"AHLAK" NEDİR NE İŞE YARAR?

 


"Bazı ruhlar başkalarına sert görünebilir, ama bu sadece onlar tarafından bilinen, daha derinden ilgilenmenin ve hissetmenin bir yoludur.”

Marquis de Sade

Tarım toplumuna geçtiğinden bu yana insanlık savaşı ve çatışmayı hayatının bir parçası durumuna soktu.  Çıkar çatışması insanlığı diğerine zarar vermede  2 Dünya Savaşının ve ardından Atom Bombasının patlamasıyla zirveye taşıdı.

İnsanın insana zarar verme kapasitesi sınırsız noktaya geldiğinde artık dünyadaki yaşam bile tehdit altındadır. Engizisyondan modern zaman hapishanelerine kadar bireyin şiddet ile düzene uydurulma çabası aralıksız devam etmiştir.

Toplum sözleşmesi  Rousseau’nun bir kavramsallaştırması olarak şiddetsiz bir dünyanın kapılarını açmak için belki de ilk bütünsel çabayı işaret eder. Ortak yaşamın kurallarına uyarsak artık şiddete daha az yada hiç ihtiyaç duyarız.

Bütün bu şiddet ilişkilerinin tamamında güç dengesizliğinden söz etmemiz gerekir. Şiddet zayıf ve güçlü arasındaki diyalektik var olduğu sürece gerçek anlamını bulur. 
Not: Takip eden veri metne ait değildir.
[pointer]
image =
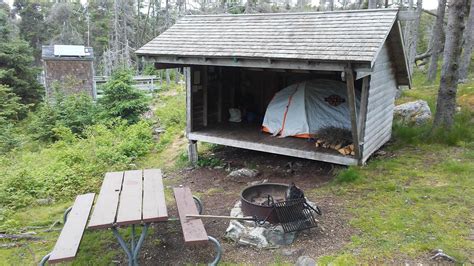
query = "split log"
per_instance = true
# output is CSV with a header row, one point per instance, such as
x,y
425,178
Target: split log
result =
x,y
21,236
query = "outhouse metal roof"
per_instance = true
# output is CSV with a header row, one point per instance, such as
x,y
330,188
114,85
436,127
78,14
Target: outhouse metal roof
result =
x,y
67,52
338,36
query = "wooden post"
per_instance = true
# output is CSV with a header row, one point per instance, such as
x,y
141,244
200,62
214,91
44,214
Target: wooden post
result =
x,y
192,152
352,109
192,146
219,95
204,95
189,105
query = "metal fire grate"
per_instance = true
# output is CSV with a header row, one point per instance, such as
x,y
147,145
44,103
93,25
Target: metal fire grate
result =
x,y
295,215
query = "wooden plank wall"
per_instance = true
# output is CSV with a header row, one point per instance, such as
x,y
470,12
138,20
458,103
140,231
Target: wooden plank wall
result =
x,y
232,87
382,90
197,75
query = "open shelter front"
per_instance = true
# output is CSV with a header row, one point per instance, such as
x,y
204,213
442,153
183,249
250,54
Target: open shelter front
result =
x,y
341,67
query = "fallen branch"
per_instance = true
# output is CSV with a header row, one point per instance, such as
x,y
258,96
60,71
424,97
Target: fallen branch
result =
x,y
17,237
434,15
423,55
11,245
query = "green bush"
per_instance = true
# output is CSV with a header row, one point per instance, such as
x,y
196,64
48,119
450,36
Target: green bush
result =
x,y
8,137
75,112
73,164
10,106
171,114
350,174
461,132
121,99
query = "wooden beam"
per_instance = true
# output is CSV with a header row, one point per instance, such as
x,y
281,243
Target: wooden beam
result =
x,y
189,106
166,66
259,63
263,147
349,73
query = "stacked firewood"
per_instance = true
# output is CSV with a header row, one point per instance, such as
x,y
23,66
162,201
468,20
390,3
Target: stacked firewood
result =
x,y
340,147
338,139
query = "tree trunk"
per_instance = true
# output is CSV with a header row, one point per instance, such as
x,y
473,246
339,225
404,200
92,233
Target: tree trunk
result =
x,y
413,37
437,40
446,103
467,46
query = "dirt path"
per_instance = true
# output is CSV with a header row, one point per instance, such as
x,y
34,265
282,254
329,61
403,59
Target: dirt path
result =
x,y
219,193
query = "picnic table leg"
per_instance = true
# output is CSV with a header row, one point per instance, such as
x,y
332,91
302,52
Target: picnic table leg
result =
x,y
123,245
218,250
134,250
132,244
140,242
45,259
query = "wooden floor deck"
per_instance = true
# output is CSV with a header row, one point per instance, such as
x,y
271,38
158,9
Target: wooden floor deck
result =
x,y
249,136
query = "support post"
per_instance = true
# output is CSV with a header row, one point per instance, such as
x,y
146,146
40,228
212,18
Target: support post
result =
x,y
364,98
349,73
189,105
192,152
219,95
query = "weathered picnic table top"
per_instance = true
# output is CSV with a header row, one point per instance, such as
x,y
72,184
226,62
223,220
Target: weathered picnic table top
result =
x,y
130,197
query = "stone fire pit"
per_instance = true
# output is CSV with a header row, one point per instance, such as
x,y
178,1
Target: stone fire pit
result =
x,y
247,233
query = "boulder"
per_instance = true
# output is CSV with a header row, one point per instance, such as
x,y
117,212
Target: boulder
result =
x,y
413,113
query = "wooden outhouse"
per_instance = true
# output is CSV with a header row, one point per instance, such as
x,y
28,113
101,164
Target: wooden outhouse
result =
x,y
68,69
232,61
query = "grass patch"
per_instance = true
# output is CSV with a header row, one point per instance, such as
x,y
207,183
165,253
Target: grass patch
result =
x,y
350,174
419,198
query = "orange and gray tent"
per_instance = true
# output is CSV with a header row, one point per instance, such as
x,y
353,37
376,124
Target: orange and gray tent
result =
x,y
301,109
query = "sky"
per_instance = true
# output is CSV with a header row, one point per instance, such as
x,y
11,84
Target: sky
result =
x,y
427,4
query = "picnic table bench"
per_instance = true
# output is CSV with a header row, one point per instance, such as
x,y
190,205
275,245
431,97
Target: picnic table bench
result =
x,y
129,198
75,219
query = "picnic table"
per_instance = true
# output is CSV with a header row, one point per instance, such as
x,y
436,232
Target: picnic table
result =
x,y
130,198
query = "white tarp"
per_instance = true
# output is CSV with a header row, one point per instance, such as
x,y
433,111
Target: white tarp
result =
x,y
306,107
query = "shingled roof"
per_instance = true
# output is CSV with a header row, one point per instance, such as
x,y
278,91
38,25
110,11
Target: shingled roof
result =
x,y
340,36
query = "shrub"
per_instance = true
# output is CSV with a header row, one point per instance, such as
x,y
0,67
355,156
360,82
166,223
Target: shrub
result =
x,y
72,164
461,132
75,112
10,106
348,175
121,99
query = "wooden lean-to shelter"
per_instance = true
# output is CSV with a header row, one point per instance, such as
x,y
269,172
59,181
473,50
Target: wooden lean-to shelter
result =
x,y
68,69
241,61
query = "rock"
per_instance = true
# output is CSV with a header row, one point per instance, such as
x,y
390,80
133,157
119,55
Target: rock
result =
x,y
305,261
417,112
247,233
158,130
254,238
277,237
288,252
47,201
244,172
256,182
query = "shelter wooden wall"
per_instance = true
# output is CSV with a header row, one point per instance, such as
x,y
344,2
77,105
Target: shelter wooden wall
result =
x,y
381,101
216,89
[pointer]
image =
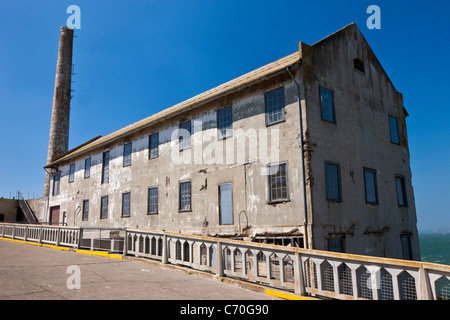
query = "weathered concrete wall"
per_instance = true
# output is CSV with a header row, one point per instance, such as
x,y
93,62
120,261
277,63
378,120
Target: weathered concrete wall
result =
x,y
250,185
39,208
360,138
8,208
Peki şiddet zayıfın güçlüye uygulayabildiği yada en azından eşitler arası bir ilişkinin işareti olarak da var olabilir mi? Şiddet tarafların ortak rızasına dayalı bir iletişim biçimi olabilir mi?

Marquis de Sade’i  yüzeysel veya derinden tanıyan herkes için bu sorunun cevabı evet olacaktır. Diğer tarafta işin ahlaki ve moral boyutu ise daha netamelidir. Sapıklık parantezine sokulan bir yönelim olarak yaftalanıp dışlanır.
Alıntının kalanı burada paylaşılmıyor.